AKRON—The Daytona 500 was last held 11 months ago. Given what has happened since, it feels like 11 years ago.
When Denny Hamlin crossed the finish line in first place at Daytona International Speedway on Feb. 17, 2020—a rain-soaked race that actually began a day earlier before getting postponed on lap 20—no one in NASCAR had any idea what was to come.
"There was really no inkling that anything was going to change," said Greg Stucker, director of racing for Goodyear.
"It's hard to remember exactly what the world was like back then. Everyone was starting to get the news (about COVID-19) and some sort of indication that other parts of the world were beginning to have trouble, and we were starting to see it here.
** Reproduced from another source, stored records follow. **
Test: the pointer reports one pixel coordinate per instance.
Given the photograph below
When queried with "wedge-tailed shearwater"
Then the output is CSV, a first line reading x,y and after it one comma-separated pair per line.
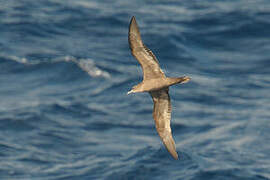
x,y
156,83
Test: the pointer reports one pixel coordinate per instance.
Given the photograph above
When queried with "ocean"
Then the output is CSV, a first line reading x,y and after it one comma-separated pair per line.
x,y
65,69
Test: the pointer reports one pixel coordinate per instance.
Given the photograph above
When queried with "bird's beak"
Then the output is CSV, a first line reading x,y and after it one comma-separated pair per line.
x,y
185,79
129,92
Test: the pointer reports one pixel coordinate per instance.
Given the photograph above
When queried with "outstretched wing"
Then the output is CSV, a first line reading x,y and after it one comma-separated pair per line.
x,y
162,116
146,58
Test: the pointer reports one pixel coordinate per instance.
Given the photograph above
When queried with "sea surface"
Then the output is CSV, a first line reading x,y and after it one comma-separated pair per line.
x,y
65,69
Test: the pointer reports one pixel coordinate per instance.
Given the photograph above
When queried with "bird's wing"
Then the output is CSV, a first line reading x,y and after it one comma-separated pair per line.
x,y
146,58
162,116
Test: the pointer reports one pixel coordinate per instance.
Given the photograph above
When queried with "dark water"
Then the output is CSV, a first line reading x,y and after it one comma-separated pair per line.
x,y
65,69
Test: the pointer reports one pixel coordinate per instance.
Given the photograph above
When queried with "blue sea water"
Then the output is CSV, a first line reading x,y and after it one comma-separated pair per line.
x,y
65,69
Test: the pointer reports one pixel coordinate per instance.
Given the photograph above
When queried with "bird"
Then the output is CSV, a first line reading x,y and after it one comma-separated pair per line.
x,y
156,84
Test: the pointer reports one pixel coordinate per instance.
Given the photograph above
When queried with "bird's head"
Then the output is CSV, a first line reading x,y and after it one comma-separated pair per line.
x,y
134,89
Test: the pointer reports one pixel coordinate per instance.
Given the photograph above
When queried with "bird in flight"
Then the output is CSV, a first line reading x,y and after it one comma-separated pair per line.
x,y
156,83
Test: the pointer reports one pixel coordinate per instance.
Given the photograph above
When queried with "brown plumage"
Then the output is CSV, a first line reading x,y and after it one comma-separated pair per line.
x,y
156,83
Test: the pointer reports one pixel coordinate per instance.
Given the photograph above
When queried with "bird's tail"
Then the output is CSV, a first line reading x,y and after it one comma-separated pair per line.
x,y
167,139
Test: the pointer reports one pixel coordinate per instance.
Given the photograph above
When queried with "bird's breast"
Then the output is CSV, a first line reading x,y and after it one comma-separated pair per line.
x,y
154,84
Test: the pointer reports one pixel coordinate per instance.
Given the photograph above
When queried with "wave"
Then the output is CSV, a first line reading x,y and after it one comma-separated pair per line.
x,y
88,65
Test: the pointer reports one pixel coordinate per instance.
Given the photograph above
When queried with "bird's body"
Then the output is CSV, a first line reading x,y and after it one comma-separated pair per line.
x,y
156,83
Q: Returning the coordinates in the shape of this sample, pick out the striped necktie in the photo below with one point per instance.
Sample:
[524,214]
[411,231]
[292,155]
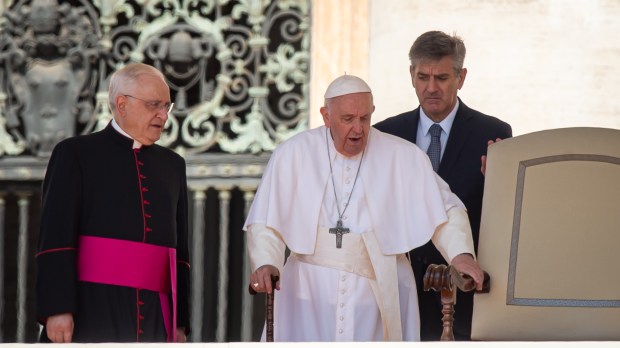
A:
[434,150]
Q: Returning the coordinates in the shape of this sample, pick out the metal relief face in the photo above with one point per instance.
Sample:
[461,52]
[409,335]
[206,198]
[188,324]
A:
[238,71]
[49,93]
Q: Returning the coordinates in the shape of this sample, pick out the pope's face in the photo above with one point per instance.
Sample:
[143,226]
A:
[348,119]
[436,85]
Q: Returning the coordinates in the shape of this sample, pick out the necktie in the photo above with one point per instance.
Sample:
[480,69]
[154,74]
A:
[434,150]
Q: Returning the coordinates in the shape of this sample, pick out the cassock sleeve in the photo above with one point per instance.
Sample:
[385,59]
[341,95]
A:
[454,237]
[265,247]
[56,280]
[183,265]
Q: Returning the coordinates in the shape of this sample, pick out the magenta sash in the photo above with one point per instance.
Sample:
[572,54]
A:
[132,264]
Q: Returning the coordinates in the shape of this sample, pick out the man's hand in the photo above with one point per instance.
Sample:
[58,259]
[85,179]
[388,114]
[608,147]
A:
[260,280]
[465,264]
[483,159]
[181,336]
[60,328]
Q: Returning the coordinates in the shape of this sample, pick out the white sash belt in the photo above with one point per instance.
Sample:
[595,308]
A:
[360,254]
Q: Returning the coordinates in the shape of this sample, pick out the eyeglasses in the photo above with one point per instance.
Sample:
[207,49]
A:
[154,105]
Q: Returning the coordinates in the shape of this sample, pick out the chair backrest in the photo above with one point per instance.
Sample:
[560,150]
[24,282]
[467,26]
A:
[550,237]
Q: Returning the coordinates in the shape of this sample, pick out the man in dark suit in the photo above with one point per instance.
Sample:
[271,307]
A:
[437,74]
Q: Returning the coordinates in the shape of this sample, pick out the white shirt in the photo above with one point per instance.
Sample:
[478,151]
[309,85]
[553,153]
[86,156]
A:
[423,137]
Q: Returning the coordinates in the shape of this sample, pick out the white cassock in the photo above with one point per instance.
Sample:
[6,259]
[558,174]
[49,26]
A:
[364,291]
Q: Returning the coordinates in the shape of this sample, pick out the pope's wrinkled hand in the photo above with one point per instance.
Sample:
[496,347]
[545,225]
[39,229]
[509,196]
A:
[260,280]
[465,264]
[60,328]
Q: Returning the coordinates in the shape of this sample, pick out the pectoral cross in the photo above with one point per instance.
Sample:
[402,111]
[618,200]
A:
[339,230]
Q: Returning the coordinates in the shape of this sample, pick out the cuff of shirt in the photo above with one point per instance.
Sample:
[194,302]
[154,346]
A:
[454,237]
[265,247]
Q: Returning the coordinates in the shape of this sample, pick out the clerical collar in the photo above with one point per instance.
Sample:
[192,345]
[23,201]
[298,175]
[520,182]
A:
[446,124]
[136,144]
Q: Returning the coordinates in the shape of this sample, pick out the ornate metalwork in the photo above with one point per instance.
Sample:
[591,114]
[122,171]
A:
[238,70]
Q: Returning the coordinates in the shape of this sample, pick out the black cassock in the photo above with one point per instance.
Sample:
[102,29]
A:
[97,185]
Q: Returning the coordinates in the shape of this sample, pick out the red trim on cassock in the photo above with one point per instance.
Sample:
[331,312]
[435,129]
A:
[184,263]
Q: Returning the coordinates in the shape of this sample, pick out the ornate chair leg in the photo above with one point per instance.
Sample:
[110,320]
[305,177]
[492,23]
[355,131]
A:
[448,299]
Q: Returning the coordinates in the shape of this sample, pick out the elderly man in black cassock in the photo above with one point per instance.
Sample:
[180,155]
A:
[113,251]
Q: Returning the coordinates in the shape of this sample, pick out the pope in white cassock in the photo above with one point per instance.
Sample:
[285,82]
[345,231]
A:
[349,202]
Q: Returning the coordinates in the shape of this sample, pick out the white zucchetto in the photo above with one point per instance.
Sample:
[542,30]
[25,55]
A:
[346,84]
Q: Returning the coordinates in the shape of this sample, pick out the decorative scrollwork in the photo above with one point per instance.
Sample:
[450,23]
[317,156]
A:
[238,70]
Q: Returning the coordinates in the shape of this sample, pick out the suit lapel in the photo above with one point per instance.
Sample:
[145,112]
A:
[460,131]
[411,131]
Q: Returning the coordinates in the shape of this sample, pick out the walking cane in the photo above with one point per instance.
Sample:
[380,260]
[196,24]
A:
[268,307]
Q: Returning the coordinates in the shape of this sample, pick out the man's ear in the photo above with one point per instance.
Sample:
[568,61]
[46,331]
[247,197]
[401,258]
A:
[325,115]
[462,75]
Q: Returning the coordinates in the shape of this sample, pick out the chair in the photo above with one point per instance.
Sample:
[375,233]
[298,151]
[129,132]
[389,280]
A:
[549,235]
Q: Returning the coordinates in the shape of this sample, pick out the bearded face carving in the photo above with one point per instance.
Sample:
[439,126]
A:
[49,94]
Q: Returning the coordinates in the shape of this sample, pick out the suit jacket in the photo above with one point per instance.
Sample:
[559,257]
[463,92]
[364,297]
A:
[460,168]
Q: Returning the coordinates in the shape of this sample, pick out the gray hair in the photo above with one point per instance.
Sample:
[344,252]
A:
[435,45]
[126,77]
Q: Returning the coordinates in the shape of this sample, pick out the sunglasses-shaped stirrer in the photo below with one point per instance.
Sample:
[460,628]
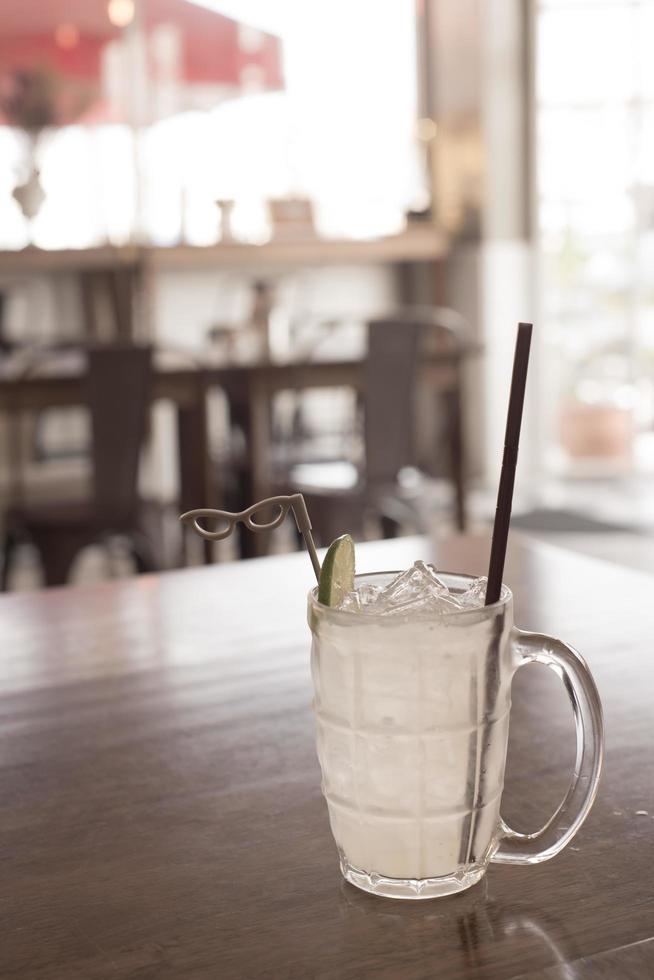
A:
[228,521]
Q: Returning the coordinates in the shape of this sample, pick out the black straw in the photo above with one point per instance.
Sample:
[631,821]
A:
[509,462]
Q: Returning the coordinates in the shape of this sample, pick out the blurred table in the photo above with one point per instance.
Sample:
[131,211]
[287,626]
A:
[161,814]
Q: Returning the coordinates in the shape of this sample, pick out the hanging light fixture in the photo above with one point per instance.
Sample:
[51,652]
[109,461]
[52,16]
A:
[120,12]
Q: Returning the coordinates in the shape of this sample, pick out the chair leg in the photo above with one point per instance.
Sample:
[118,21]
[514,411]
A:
[142,553]
[10,543]
[57,556]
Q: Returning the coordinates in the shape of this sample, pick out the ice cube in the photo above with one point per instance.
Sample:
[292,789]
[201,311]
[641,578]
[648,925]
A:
[475,595]
[365,595]
[418,582]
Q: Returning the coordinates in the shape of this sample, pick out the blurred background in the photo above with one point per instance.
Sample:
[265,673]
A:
[253,246]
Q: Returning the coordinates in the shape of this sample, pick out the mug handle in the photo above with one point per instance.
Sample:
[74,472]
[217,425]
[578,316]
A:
[516,848]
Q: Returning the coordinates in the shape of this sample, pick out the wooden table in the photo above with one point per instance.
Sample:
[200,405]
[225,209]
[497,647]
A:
[161,816]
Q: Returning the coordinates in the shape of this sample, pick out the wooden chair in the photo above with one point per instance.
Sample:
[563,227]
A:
[340,495]
[118,381]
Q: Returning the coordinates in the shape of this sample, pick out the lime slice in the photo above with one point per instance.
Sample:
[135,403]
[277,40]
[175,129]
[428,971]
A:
[337,573]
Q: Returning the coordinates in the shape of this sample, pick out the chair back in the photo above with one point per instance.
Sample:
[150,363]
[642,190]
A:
[118,383]
[395,345]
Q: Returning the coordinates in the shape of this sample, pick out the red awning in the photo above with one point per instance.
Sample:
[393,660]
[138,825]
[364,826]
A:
[67,41]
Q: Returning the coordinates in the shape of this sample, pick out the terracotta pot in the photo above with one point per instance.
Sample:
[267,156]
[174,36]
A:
[596,430]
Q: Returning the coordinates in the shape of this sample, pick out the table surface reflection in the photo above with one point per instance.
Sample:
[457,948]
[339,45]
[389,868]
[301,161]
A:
[161,814]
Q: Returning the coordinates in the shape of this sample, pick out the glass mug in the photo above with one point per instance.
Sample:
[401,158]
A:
[412,720]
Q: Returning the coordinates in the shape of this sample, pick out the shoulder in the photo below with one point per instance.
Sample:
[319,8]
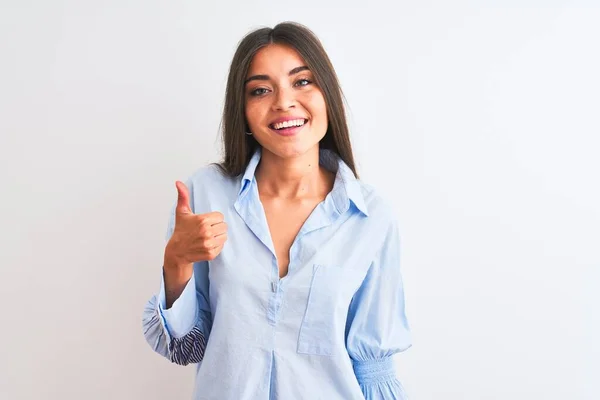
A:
[379,206]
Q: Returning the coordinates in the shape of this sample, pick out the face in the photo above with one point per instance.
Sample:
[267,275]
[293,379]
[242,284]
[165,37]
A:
[285,109]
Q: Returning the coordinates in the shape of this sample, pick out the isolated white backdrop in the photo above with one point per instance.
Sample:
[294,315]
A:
[478,120]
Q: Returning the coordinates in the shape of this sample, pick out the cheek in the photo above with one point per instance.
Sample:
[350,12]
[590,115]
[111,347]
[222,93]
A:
[318,106]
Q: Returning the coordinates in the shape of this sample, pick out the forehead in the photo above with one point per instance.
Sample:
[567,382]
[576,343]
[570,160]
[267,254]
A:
[275,59]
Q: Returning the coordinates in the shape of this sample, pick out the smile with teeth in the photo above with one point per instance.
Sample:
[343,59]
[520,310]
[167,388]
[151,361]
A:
[288,124]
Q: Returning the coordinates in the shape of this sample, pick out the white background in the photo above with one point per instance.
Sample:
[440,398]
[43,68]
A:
[478,120]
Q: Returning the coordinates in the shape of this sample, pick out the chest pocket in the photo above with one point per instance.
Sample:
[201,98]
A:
[322,331]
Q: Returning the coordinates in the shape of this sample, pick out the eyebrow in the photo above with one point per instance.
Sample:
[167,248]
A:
[266,77]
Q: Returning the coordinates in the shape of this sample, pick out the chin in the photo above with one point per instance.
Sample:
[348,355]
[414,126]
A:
[292,150]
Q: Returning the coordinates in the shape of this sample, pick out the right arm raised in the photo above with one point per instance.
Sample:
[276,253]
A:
[177,323]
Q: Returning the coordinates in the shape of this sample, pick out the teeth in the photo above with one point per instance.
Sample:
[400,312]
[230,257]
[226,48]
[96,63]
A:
[287,124]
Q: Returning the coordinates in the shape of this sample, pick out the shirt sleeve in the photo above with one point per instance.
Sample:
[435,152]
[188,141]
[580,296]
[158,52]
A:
[377,326]
[180,333]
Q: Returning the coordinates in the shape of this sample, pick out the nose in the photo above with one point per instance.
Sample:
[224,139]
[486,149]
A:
[284,99]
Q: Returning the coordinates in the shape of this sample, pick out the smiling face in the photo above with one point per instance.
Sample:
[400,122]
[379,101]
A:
[284,107]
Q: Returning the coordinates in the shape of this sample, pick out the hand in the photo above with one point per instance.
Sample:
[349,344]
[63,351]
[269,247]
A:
[195,237]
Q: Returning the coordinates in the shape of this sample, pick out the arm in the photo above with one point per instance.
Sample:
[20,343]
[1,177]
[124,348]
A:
[377,327]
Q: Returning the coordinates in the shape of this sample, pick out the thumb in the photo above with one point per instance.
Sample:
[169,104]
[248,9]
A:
[183,199]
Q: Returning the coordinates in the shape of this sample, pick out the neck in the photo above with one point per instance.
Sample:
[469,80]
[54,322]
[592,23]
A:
[292,178]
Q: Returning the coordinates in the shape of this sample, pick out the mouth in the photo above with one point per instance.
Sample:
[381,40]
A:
[289,127]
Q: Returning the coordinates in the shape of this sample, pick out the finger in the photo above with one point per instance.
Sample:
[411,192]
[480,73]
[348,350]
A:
[219,229]
[183,199]
[220,240]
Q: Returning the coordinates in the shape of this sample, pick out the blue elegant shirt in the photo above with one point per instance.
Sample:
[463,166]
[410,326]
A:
[327,330]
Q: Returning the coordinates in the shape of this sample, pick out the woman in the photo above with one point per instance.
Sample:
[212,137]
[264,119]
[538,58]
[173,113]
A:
[281,273]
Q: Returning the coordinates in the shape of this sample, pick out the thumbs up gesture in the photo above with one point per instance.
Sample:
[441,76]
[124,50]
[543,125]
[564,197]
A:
[196,237]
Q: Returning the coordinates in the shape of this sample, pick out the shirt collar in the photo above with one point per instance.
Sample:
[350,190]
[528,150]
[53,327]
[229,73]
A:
[346,188]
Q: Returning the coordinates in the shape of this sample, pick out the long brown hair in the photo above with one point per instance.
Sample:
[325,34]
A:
[239,147]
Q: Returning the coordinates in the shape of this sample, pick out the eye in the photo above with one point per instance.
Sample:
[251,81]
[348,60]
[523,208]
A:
[303,82]
[258,92]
"But certainly, over the course of Speedweeks in Daytona, there was no indication of what was to come for the rest of the season. It was kind of business as usual."
That all changed over the next month. NASCAR's Cup Series completed three more races and was poised for a fourth—the March 15 Folds of Honor QuikTrip 500 at Atlanta Motor Speedway—when the pandemic wiped out the next two months of the season.
By the time racing resumed, it was a very different world with very different rules.
NASCAR was able to finish its season—albeit with fewer races and fans—and Goodyear's team adjusted like everyone else, adapting to a schedule that featured very few or no practice or qualifying races.
Goodyear has been NASCAR's exclusive race tire supplier since 1997, producing more than 4,000 racing tires in its Akron plant during peak weeks of the NASCAR season. With the 2021 Daytona 500 set to kick off this year's Cup Series season on Feb. 14, here are four things to know about how Goodyear handled last year's curve balls, and how things look for 2021:
Goodyear's employees already were used to mobile workplaces.
"As everything went into lockdown, obviously we all started working from home, and Goodyear has tremendous resources enabling us to do that," Stucker said, "but we kind of do that all the time when we're on the road.